By Richard Rudd
Ananda was Buddha’s closest disciple. He had been with him since the very beginning. He was the first.
Now he was old. His face was furrowed with the seasons that he had seen, and he seemed like an old, eroding statue.
That very night, Siddhartha, the Buddha, “the awakened One”, passed into the next world. It is said that all of heaven rejoiced with his passing. His death was like the most exquisite sunset the world has ever seen. After the sun had gone down below the horizon, the sky only became richer and richer until the colours were impossibly dazzling. The whole sky continued to resound for several hours with this unbelievable display.
It was as though every one of the thousands and thousands of lives that this man had led, suddenly all erupted simultaneously and cried out in wonder and relief.
Then the night fell, and the void came and claimed it all with its hungry, infinite silence.
All of the Buddha’s disciples gathered together for a great feast, to celebrate the life and passing of their beloved Master. Everyone was elated beyond their normal state. It is said that when a great Master dies, he passes into the blood of his disciples……
Only Ananda remained alone. He was devastated. He felt no joy. Only a sorrow so deep that he felt he could not contain it……He wept uncontrollably. One of the other disciples, Adideva, came to him, asking; ” gentle Ananda, why do you weep? This is a time of great rejoicing, for our master has made the final great passage. He shall never again pass into this world. He has gone beyond all, and paved the way for so many……why then are you so sad? “
And the old man replied, choking through his words, ” I do not weep for the Master, but for myself, for I have been all these years by his side, all these lifetimes I have waited for this one lifetime, and still I have found nothing. I have not attained to the ultimate. And now, all hope is gone. “
Adideva laid his hand softly upon Ananda’s shoulder, and left him to his anguish.

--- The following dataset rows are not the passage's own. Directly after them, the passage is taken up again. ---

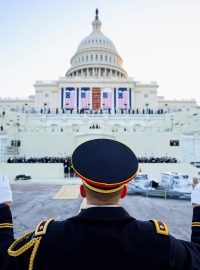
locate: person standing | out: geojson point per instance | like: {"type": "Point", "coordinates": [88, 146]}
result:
{"type": "Point", "coordinates": [104, 235]}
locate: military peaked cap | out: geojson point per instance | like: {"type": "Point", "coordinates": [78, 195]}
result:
{"type": "Point", "coordinates": [104, 165]}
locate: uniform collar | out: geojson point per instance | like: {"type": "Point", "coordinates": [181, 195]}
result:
{"type": "Point", "coordinates": [104, 214]}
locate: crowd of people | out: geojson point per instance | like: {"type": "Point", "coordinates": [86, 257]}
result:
{"type": "Point", "coordinates": [102, 111]}
{"type": "Point", "coordinates": [153, 159]}
{"type": "Point", "coordinates": [67, 160]}
{"type": "Point", "coordinates": [36, 159]}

Throughout that night, that black hopeless night, Ananda continued to weep.
It was as though he wept the world through his tears. The arrow of his suffering had entered so deeply into his being that he could no longer tell what was what.
He entered so profoundly into his agony that he became one with it, and by the morning he had forgotten himself entirely.
He sat staring endlessly into eternity, beneath the tree where his Master had taught the morning before.
At dawn, Adideva awoke from his deep, peaceful sleep, having dreamed of his Master the Buddha, awaiting him under the tree. As he approached the great tree, he saw instead, Ananda sitting naked at its foot. It was a perfect winter morning, and extremely cold, and he concernedly gathered up a robe and went to cover Ananda’s withering, frail body. As he stooped quietly to drape the orange robe around the old man’s shoulders, he looked into Ananda’s eyes.
His Master’s eyes stared back at him. Their air of utter calm and blissful release caused him a moment of shock, and for that moment it seemed as though the death of his master, and the events of the last two days, had been a dream……
The Buddha had died, and yet the Buddha remained.
Through the very heart of his sorrow, Ananda had found the heart of his freedom.